A new study has found that the protective shield fluoride forms on teeth is up to 100 times thinner than previously believed, raising the question about whether it actually works. Fluoride changes the main mineral in tooth enamel, hydroxyapatite, into a more decay resistant material called fluorapatite, but the new research found that this fluorapatite layer is only 6 nanometers thick, meaning it would take10,000 such layers to span the width of a human hair, which has scientists questioning whether a layer so thin, which is quickly worn away by ordinary chewing, can really can protect teeth from decay at all?
Frank Muller et al., Elemental Depth Profiling of Fluoridated Hydroxyapatite: Saving Your Dentition by the Skin of Your Teeth?

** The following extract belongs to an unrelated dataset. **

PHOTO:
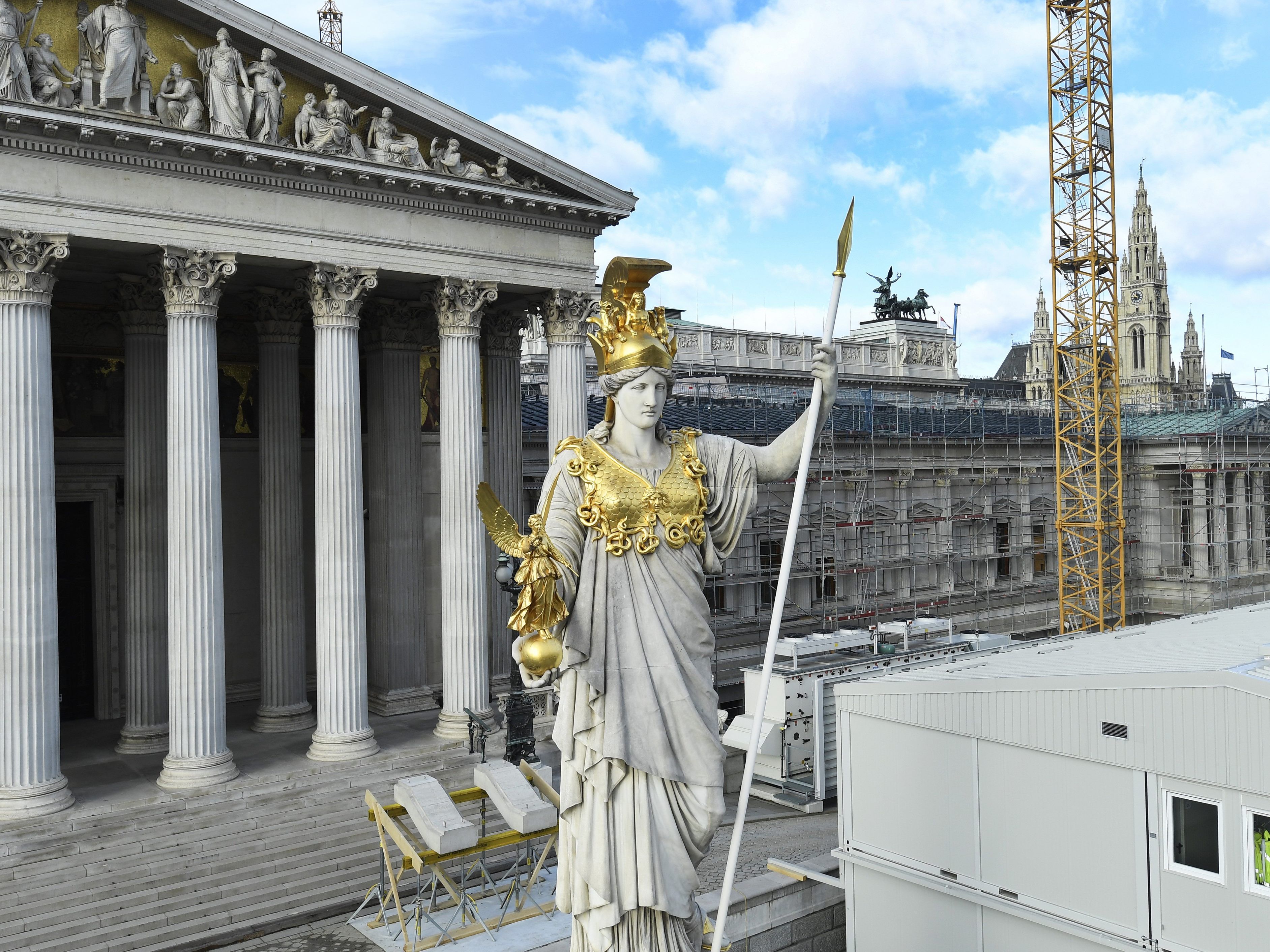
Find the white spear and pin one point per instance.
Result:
(813, 427)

Langmuir, 2010; 26 (24).
Another new study shows that exposure to fluoride in drinking water lowers children's intelligence. About 28 percent of the children in the low-fluoride area scored as bright, normal or higher intelligence compared to only 8 percent in the 'high' fluoride area ... in the high-fluoride city, 15 percent had scores indicating mental retardation compared with only 6 percent in the low-fluoride city.
San-Xiang Wang et al., Arsenic and Fluoride Exposure in Drinking Water: Children’s IQ and Growth in Shanyin County, Shanxi Province, China Institute for Prevention and Treatment of Endemic Disease, Linfen, Shanxi Province, People’s Republic of China.